Gilboa Prison in northern Israel. AFP
The strike aims to protest the ongoing raids of prisoners’ rooms by Israeli guards at various prisons, according to a recent report from the news agency WAFA.
Around 75 prisoners have announced their participation in the hunger strike in response to arbitrary transfers from Naqab to Nafha prison.
According to a joint statement by the PLO Detainees and Ex-Detainees Commission and the Palestinian Prisoner's Society (PPS), the prisoners’ decision to start a hunger strike follows the provocative visit of Israeli National Security Minister Itamar Be-Gvir to Ofer prison, southwest of Ramallah, and his persistent threats against Palestinian prisoners.

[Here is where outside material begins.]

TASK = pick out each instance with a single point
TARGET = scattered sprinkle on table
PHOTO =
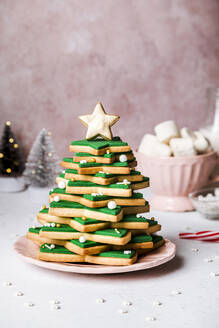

Simultaneously, nine Palestinian detainees continued their open-ended hunger strike to protest unfair administrative detention under Israel's policy.
These detainees include Kayed Al-Fasfous, Sultan Khlouf, Osama Darkouk, Hadi Nazzal, Mohammad Taysir Zakarneh, Anas Kmail, Abdelrahman Baraka, Mohammed Basem Ikhmis, and Zuhdi Abdo.
Requests for Int'l Intervention
Fatah Deputy Head Mahmoud Al-Aloul warned about the consequences of Israeli aggression towards Palestinian prisoners, urging immediate international action to prevent the situation from spiralling out of control.
Al-Aloul closely monitors the conditions of prisoners, particularly those held in Naqab desert prison, who face systematic oppression, provocative inspections, and punitive policies under the influence of extremist Minister Itamar Ben-Gvir.
Any harm or isolation inflicted on prisoners will result in grave repercussions, asserted Al-Aloul, emphasizing continuous efforts to protect the prisoners from abuse within Israeli occupation prisons.
The PLO Commission for Detainees and Ex-Detainees called on the international community to break its silence on Israel's administrative detention practices.
The commission demanded the immediate formation of an international human rights committee to investigate the details of administrative detention and witness the suffering endured by detainees, who are held without being charged or tried, at the hands of Israeli intelligence officers.
According to Israeli human rights group B'Tselem, the number of people in administrative detention has reached 1,017, the highest count since April 2003.